In very sad news, today, it seems one of my all-time heroes, Jet Black of The Stranglers, has passed away at the age of 84, dying peacefully at home surrounded by his family.
I’ve spoken of my adoration for The Stranglers a thousand times here on this blog, so this one hits me pretty hard. An iconic presence since the band’s mid-`70s inception, drummer Jet Black – also boasting inarguably the coolest punk rock moniker ever – was already 39 when 1977’s summer of punk dawned. Like the scowly band he founded, Jet was the embodiment of wilfull contrarianism in an era of herd mentality. For a start, having honed his chops in jazz, Jet Black could actually play. And quite unlike the acne-speckled, safety-pin-punctured teenagers in the bands of the day, Jet Black was an unapologetically older, portly gentleman who even deigned to sport facial hair (as if having a keyboard player in the ranks of The Stranglers wasn’t heresy enough). But if punk was all about disdain for convention, what could possibly be more punk than eschewing the subculture’s own rigid uniformity?

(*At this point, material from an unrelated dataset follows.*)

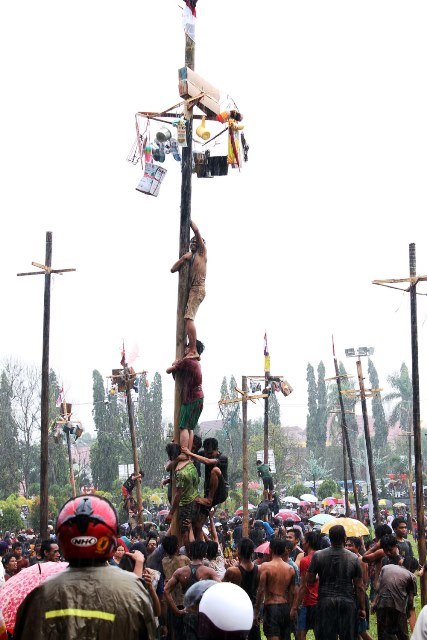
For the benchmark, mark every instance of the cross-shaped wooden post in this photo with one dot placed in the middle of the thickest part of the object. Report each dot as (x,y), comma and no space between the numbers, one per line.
(46,270)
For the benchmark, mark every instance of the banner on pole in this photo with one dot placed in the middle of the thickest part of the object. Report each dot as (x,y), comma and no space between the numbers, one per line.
(271,459)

Helming the band through their post-pub-rock years into the breach of punk and giddily antagonizing all and sundry along the way, Jet Black and The Stranglers happily played up their differences and continued to evolve where many ran aground. After two albums of still palpably bracing punk (the endearingly nasty Rattus Norvigicus and No More Heroes) the band started to shift gears into more experimental territory with Black and White, while simultaneously retaining their richly cultivated air of menace.

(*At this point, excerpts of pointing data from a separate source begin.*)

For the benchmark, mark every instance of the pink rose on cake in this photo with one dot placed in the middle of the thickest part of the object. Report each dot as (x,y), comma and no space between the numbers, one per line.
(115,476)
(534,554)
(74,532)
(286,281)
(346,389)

Later eras found the band morphing further still, then shedding members along the way and continuing to evolve. Jet finally stepped down from the drum kit, officially, in 2018, but even the last time I saw the band perform here in New York City at the Highland Ballroom in 2013, Jet was not with them.
Strangely enough, in more recent years, my own son Oliver has become a sizable fan of The Stranglers. Many recent evenings have heard him sequestered in his room trying to play “Peaches” on his acoustic guitar. He, too, will be crushed by this news.
Goodnight, farewell and thank you, Jet Black. You will be sorely missed.